YOUR PROMPT ACTION IS REQUESTED. WE URGE YOU TO CONTACT YOUR CLIENTS AS PROMPTLY AS POSSIBLE. PLEASE NOTE THAT THE OFFER, PRORATION PERIOD AND WITHDRAWAL RIGHTS EXPIRE AT 5:00 P.M., NEW YORK CITY TIME, ON MONDAY, DECEMBER 6 2021, UNLESS THE OFFER IS EXTENDED.
For Shares to be tendered properly pursuant to the Offer, one of the following must occur: confirmation of receipt of such Shares pursuant to the procedure for book-entry transfer set forth in Section 3 of the Offer to Purchase, together with (a) a properly completed and duly executed Letter of Transmittal including any required signature guarantees and any documents required by the Letter of Transmittal or (b) an Agent’s Message (as defined in Section 3 of the Offer to Purchase) in the case of a book-entry transfer, must be received before 5:00 P.M., New York City time, on Monday, December 6, 2021 by the Depositary at one of its addresses set forth on the back cover of the Offer to Purchase.
BrightSphere will not pay any fees or commissions to brokers, banks or other nominees (other than fees to the Dealer Managers and the Information Agent, as described in Section 15 of the Offer to Purchase) for soliciting tenders of Shares pursuant to the Offer.
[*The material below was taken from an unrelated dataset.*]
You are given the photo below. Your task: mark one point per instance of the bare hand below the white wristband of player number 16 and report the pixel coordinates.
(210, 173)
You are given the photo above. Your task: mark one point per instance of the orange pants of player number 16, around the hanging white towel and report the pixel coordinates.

BrightSphere will, however, upon request, reimburse brokers, banks or other nominees for customary mailing and handling expenses incurred by them in forwarding the Offer and related materials to the beneficial owners of Shares held by them as a nominee or in a fiduciary capacity. No broker, bank or other nominee has been authorized to act as the agent of BrightSphere, the Dealer Managers, the Information Agent or the Depositary for purposes of the Offer. BrightSphere will pay or cause to be paid all stock transfer taxes, if any, on its purchase of the Shares except as otherwise provided in the Offer to Purchase or Instruction 7 in the Letter of Transmittal.
Any questions or requests for assistance may be directed to the Dealer Managers or the Information Agent at their respective telephone numbers and addresses set forth on the back cover of the Offer to Purchase. You may request additional copies of enclosed materials and direct questions and requests for assistance to the Information Agent, Georgeson LLC, at: (888) 607-9252.
 

 
Very truly yours,
Citigroup Global Markets Inc.
RBC Capital Markets, LLC
NOTHING CONTAINED IN THIS DOCUMENT OR IN THE ENCLOSED DOCUMENTS WILL MAKE YOU OR ANY OTHER PERSON AN AGENT OF BRIGHTSPHERE, THE DEALER MANAGERS, THE INFORMATION AGENT OR THE DEPOSITARY OR ANY AFFILIATE OF ANY OF THE FOREGOING, OR AUTHORIZE YOU OR ANY OTHER PERSON TO USE ANY DOCUMENT OR MAKE ANY STATEMENT ON BEHALF OF ANY OF THEM IN CONNECTION WITH THE OFFER OTHER THAN THE DOCUMENTS ENCLOSED AND THE STATEMENTS CONTAINED IN THOSE DOCUMENTS.